Carbon-coated MoSe2/MXene heterostructures as active materials for high-performance Na+ batteries

Despiting the technological promise and environmental friendliness of sodium-ion batteries (SIBs), relatively large sizes of Na-ions and moderate oxidation-reduction response slows down their wider-spread industrial implementation. To overcome this obstacle, we developed carbon-coated MoSe2/MXene heterostructures, in which MXene was covered on the MoSe2 particles and the loose carbon linked all the coated particles while providing porosity. The density-functional theory was used to understand the electronic structure of the carbon-coated MoSe2/MXene (MoSe2/Mo2CTx/C) and the mechanism of exchanging charge between MoSe2 and MXene. MoSe2/Mo2CTx/C as active anode material showed exceptional stability even after 2200 cycles in SIBs.

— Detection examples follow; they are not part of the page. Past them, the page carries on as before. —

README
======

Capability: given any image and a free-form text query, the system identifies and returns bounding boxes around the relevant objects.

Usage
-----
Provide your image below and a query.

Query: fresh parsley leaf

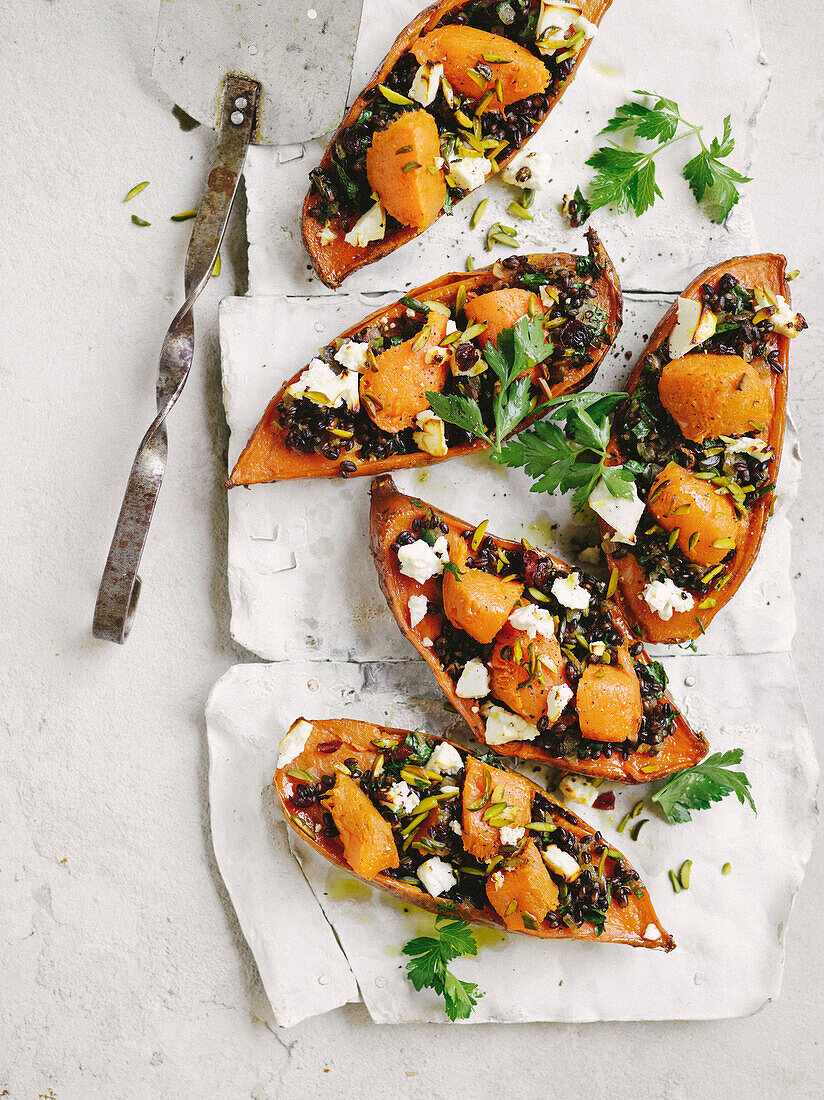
[652,749,757,824]
[403,915,483,1021]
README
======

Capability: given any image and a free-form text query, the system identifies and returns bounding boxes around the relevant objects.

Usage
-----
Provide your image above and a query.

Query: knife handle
[92,74,261,646]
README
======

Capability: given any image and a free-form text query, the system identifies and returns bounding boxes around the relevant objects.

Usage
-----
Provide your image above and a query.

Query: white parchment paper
[207,653,817,1026]
[245,0,769,295]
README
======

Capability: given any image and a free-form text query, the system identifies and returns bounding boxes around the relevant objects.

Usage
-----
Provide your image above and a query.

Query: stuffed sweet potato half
[370,477,707,783]
[227,230,623,487]
[301,0,612,287]
[602,255,806,642]
[274,718,674,952]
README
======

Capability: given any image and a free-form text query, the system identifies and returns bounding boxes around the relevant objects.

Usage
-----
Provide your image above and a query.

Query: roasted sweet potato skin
[226,236,623,488]
[300,0,612,289]
[601,253,790,645]
[370,476,708,783]
[273,718,675,952]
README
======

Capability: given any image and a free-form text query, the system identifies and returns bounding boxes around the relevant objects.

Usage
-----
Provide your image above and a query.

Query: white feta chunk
[551,573,590,612]
[406,596,429,628]
[343,202,386,249]
[277,718,312,768]
[501,825,526,845]
[413,411,449,459]
[449,156,492,191]
[286,359,361,413]
[334,340,369,373]
[483,703,538,745]
[416,856,458,898]
[455,657,490,699]
[509,604,556,638]
[589,477,646,546]
[398,535,449,584]
[641,576,695,623]
[384,780,420,817]
[409,62,443,107]
[501,149,552,191]
[547,684,573,725]
[541,844,581,882]
[426,741,463,774]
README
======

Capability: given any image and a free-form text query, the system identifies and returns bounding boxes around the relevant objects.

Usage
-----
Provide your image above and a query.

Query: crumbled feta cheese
[509,604,556,638]
[384,780,420,817]
[413,411,449,459]
[406,596,429,627]
[398,535,449,584]
[409,62,443,107]
[589,477,646,546]
[547,684,572,725]
[541,844,581,882]
[343,202,386,249]
[449,156,492,191]
[550,573,590,612]
[426,741,463,774]
[334,340,369,372]
[752,286,806,340]
[277,718,312,768]
[558,776,598,806]
[641,576,695,623]
[483,703,538,745]
[455,657,490,699]
[501,150,551,191]
[416,856,458,898]
[286,359,361,413]
[501,825,526,845]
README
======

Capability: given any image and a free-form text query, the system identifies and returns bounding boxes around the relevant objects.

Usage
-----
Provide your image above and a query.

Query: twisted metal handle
[92,74,261,646]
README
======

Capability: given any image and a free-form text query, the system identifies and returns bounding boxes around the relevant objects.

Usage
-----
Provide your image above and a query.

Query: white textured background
[0,0,824,1100]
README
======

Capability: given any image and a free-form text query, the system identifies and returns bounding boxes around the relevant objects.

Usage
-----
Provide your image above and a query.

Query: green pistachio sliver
[123,179,149,202]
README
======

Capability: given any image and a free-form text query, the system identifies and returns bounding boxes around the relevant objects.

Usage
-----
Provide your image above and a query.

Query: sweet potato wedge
[370,476,707,783]
[601,255,806,644]
[273,718,674,952]
[227,238,623,488]
[301,0,612,287]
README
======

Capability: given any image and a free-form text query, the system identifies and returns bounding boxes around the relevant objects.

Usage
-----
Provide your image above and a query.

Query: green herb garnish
[652,749,758,825]
[403,916,483,1022]
[574,89,750,224]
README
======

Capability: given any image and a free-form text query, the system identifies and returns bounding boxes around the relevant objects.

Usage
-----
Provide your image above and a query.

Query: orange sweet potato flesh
[486,840,558,932]
[366,111,447,232]
[464,287,543,348]
[226,240,623,488]
[300,0,612,288]
[360,310,449,432]
[601,253,790,645]
[442,539,524,646]
[488,624,567,724]
[575,642,644,741]
[226,238,623,488]
[461,757,534,859]
[658,354,772,443]
[648,462,741,565]
[273,718,675,952]
[413,23,549,111]
[323,771,400,879]
[370,476,708,783]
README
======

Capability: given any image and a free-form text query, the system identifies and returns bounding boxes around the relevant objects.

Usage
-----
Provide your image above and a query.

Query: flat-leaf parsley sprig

Specif-ically, the capacities and retention rates observed for the batteries containing MoSe2/Mo2CTx/C and cycled at 0.5, 1, and 2 A g(-1) rates were equal to 652.2, 484.4, and 238.4 mAh g(-1) and 102.5%, 103.9%, and 86.3%, respectively. Thus, carbon-coated MoSe2/MXene can be utilized as active SIB anode materials.

Automated summary

In this study, carbon-coated MoSe2/MXene heterostructures were developed as active anode materials for sodium-ion batteries. The material showed exceptional stability even after 2200 cycles and exhibited high capacity and retention rates.